Line 158-159: how do the therapists check for under-engagement or avoidance?

Lines 298-305: It is overall discouraging that the participants did not report feeling immersed in the exposure experience. The heart of VR-based work is its immersive and interactive nature. It seems that this technique has failed to deliver on this; yet again questioning the validity of this work. Is it that the stimuli and environments are not compelling? It is hard to say, as pointed out before, as the authors did not provide any images to show their intervention.

Author Response

Please see attachment. 

Author Response File: Author Response.docx

Reviewer 4 Report

This paper provides first evidence of the feasibility and possible efficacy of a VR-based cue-exposure therapy on a small sample of previously treated BED and BN patients. 

I found this article really interesting and well-written, I enjoyed reading it! It contributes to bridge the gap about the scientific literature about the effectiveness of VR-CET among EDs patients who are especially resistant to treatment.
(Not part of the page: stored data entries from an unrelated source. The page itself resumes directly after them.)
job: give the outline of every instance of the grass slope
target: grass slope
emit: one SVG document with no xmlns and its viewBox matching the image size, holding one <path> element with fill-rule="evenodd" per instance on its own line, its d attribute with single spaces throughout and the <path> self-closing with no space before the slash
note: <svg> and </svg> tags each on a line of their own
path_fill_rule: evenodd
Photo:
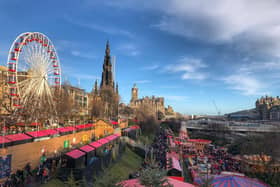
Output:
<svg viewBox="0 0 280 187">
<path fill-rule="evenodd" d="M 126 180 L 130 173 L 137 171 L 141 167 L 141 163 L 142 158 L 127 148 L 121 159 L 112 164 L 105 170 L 104 174 L 98 177 L 95 185 L 105 187 Z"/>
<path fill-rule="evenodd" d="M 142 158 L 135 154 L 129 148 L 123 153 L 120 160 L 111 164 L 106 168 L 104 173 L 100 174 L 94 186 L 96 187 L 110 187 L 112 184 L 128 179 L 128 175 L 137 171 L 141 167 Z M 64 187 L 66 186 L 58 179 L 52 179 L 42 187 Z"/>
</svg>

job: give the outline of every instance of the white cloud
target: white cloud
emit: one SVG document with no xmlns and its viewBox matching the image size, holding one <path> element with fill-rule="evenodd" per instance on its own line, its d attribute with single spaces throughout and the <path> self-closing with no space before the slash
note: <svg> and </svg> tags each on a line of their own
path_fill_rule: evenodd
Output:
<svg viewBox="0 0 280 187">
<path fill-rule="evenodd" d="M 74 20 L 70 16 L 64 16 L 64 18 L 66 21 L 68 21 L 72 24 L 75 24 L 75 25 L 78 25 L 78 26 L 81 26 L 84 28 L 88 28 L 91 30 L 104 32 L 106 34 L 111 34 L 111 35 L 126 36 L 129 38 L 134 37 L 134 35 L 131 32 L 121 29 L 121 28 L 113 27 L 111 24 L 101 25 L 101 24 L 96 24 L 93 22 L 83 22 L 83 21 Z"/>
<path fill-rule="evenodd" d="M 117 47 L 117 50 L 119 50 L 126 56 L 137 56 L 140 54 L 137 46 L 132 43 L 122 43 Z"/>
<path fill-rule="evenodd" d="M 96 56 L 93 55 L 92 53 L 86 53 L 86 52 L 81 52 L 81 51 L 76 51 L 76 50 L 71 51 L 71 54 L 73 56 L 81 57 L 81 58 L 88 58 L 88 59 L 96 58 Z"/>
<path fill-rule="evenodd" d="M 178 63 L 166 66 L 164 70 L 171 73 L 182 72 L 183 80 L 204 80 L 207 78 L 207 74 L 201 70 L 206 67 L 207 65 L 200 59 L 183 57 Z"/>
<path fill-rule="evenodd" d="M 119 8 L 161 15 L 154 28 L 248 53 L 280 56 L 278 0 L 108 0 Z"/>
<path fill-rule="evenodd" d="M 274 72 L 277 73 L 280 70 L 280 62 L 279 61 L 266 61 L 266 62 L 251 62 L 243 64 L 240 68 L 240 71 L 247 73 L 266 73 L 266 72 Z"/>
<path fill-rule="evenodd" d="M 235 74 L 223 78 L 229 89 L 241 92 L 243 95 L 264 95 L 265 85 L 255 77 L 248 74 Z"/>
<path fill-rule="evenodd" d="M 143 70 L 156 70 L 156 69 L 158 69 L 159 68 L 159 65 L 150 65 L 150 66 L 145 66 L 145 67 L 143 67 L 142 69 Z"/>
</svg>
Furthermore, the authors propose a technology that can be easily applied in the clinical setting.

I have just few minor suggestions:

Introduction:

I would propose to the authors to insert a brief paragraph with the aim to briefly presenting/describing VR-CET.

Results:

  • Line 328: I feel like if results about SBEs at follow-up are missing.
  • I would add in the text a reference to Table S2.
  • Regarding Table S2, I would suggest specifying which table is referring to completers and which one to intent-to-treat.

Author Response

Please see attachment. 

Author Response File: Author Response.docx

Round 2

Reviewer 3 Report

The manuscript is much improved. I would implore the authors to gather larger sample sizes in future work to improve the rigour of the study. Work on clinical application needs very rigorous and careful scientific consideration.